Time for our Friday look at the real driver of the markets, economy, Modern Monetary Theory, and most everything else:  The Federal Reserve’s two weekly confessionals about how much money is being “made up.”

In other words, in April, May, and June, the rate of increase of M1 (cash and demand deposits, essentially) was being puffed up at a 6.7% (annualized) rate.  But in the most recent window (confession period ending July 17) we’re going up 9.5% (annualized).

Can you say pedal to the metal?

An idiot like me will see this much dough coming in to the economy and automatically assume (rightly or otherwise) that there will be gobs and oodles of “leakage” into the markets.

Fortunately, I expect a short, sharp (and hopefully profitable) pullback today and with any luck sufficient follow-through so we can bounce off the bottom of our current trend channel and I can fatten up the ol’ trading account more.

No telling what will actually happen, but the market is bound to Feel the Pain of the health insurance outfits who didn’t get their BUYOFF/BAILOUT since John McCain’s decision to vote against repeal of Obamacare…

Look for the market to shed some tears – and points – as it’s always so sad from the corporate standpoint when lobbying money doesn’t BUY as much as expected.

On to GDP Results

Just our from the Bureau of Economic Analysis:  New GDP figures to ponder:

“Real gross domestic product increased at an annual rate of 2.6 percent in the second quarter of 2017 (table 1), according to the “advance” estimate released by the Bureau of Economic Analysis. In the first quarter, real GDP increased 1.2 percent (revised).

The Bureau emphasized that the second-quarter advance estimate released today is based on source data that are incomplete or subject to further revision by the source agency (see “Source Data for the Advance Estimate” on page 3). The “second” estimate for the second quarter, based on more complete data, will be released on August 30, 2017.

The increase in real GDP in the second quarter reflected positive contributions from personal consumption expenditures (PCE), nonresidential fixed investment, exports, and federal government spending that were partly offset by negative contributions from private residential fixed investment, private inventory investment, and state and local government spending. Imports, which are a
subtraction in the calculation of GDP, increased (table 2).”

This is especially useful to study because it gives us an idea what the annual money creation run rates ought to be.  In order for your money to hold its purchasing power, you would like to see the growth rate of money just about equal to the growth in GDP.

But, since THAT ain’t hap’nin, bubba, we know that the Feds long term watering down of the money’s purchasing power – which is on the order of 3.5% annually since the Banker’s Coup of 1913 – is alive and well.

We will skip the longer discussion of how currencies are debased then repackaged and resold periodically, since you haven’t seen any Silver Certificates in circulation here later.

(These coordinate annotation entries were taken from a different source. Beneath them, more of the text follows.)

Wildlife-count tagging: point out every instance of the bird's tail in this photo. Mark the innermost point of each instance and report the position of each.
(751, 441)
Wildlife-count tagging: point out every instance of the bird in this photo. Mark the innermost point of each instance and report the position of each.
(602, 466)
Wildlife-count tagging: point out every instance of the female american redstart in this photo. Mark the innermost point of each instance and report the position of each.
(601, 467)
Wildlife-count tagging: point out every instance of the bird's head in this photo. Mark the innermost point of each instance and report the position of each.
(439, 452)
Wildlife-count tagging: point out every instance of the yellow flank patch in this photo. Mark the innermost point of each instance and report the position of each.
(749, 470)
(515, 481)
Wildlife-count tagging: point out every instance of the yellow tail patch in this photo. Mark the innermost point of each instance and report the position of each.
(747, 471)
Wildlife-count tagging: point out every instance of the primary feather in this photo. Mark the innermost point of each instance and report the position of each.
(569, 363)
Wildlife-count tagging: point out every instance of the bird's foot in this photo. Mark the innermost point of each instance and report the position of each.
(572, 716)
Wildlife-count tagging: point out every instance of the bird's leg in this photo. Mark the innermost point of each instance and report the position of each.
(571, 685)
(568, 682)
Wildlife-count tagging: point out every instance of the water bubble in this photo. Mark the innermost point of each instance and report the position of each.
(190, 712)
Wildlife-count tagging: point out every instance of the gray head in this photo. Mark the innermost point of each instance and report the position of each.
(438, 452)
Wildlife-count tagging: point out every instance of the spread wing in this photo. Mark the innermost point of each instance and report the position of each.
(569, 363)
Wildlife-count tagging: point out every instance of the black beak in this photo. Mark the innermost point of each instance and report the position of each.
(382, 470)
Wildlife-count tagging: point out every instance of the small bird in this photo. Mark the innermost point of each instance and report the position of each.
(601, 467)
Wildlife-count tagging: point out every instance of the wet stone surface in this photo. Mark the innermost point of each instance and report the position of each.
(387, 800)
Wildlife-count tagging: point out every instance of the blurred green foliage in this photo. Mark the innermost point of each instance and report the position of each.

On Personal Income and Savings?

“Current-dollar personal income increased $118.9 billion in the second quarter, compared with an increase of $217.6 billion in the first quarter (revised). The deceleration in personal income primarily reflected decelerations in wages and salaries, in government social benefits, in nonfarm proprietors’ income, and in rental income, and downturns in personal interest income and in farm proprietors’ income. These movements were offset by an upturn in personal dividend income.

Disposable personal income increased $122.1 billion, or 3.5 percent, in the second quarter, compared with an increase of $176.3 billion, or 5.1 percent, in the first  Quarter (revised). Real disposable personal income increased 3.2 percent, compared with an increase of 2.8 percent.

Personal saving was $546.8 billion in the second quarter, compared with $553.0 billion in the first quarter (revised). The personal saving rate — personal saving as a percentage of disposable personal income — was 3.8 percent in the second quarter, compared with 3.9 percent in the first.

When you’re looking in the rearview at all this, don’t forget to look ahead via Federal Reserve Working Papers (and at the regional Fed branches) because it’s pretty obvious – or should be – that the next blatant currency replacement scheme will be “Government Required Cashless” – which will better facilitate totally made-up “Money.”

But you knew that, we presume?

The Worm Turns

RealClearPolitics story worth reading deals with a former Lt. Col. Anthony “Shaffer: Evidence That Wasserman Schultz Used Pakistani Imran Awan For Malevolent Activities Against Bernie Sanders.”

Honestly, I’m a bit sketchy on how the so-called Just-Us Department hasn’t gotten on the stick and looked into possible to likely criminal activity as the D.N.C. screwed Bernie Sanders out of a fair chance at the Democrat Nomination.

Moreover, why is she still a congressoid?  You might think given what happened to old Bernie, the GOP would censure you-know-who (or kick her out).  But these are RINO’s.

Then there’s the piece in The Hill Intelligence chairman accuses Obama aides of hundreds of unmasking requests.”

And one other runaway personality to watch in Washington: “Maxine Waters interrupts Treasury Secretary’s single answer — 12 times!”  This as Waters, et al, are trying to get the Treasury Department to talk about Russia-Trump financial ties…  All of which to us looks like the keep-alive effort for the Trump-Russia story while Mueller’s folks continue their summer fishing trip.  Sheesh.


Dow looks to open down 38, or so.  After going to cash earlier this week, we will eye a short-term downside position next.  We’ll show Peoplenomics readers why in tomorrow’s report.

Time to saddle up the riding mower…again.  Is it fall, yet?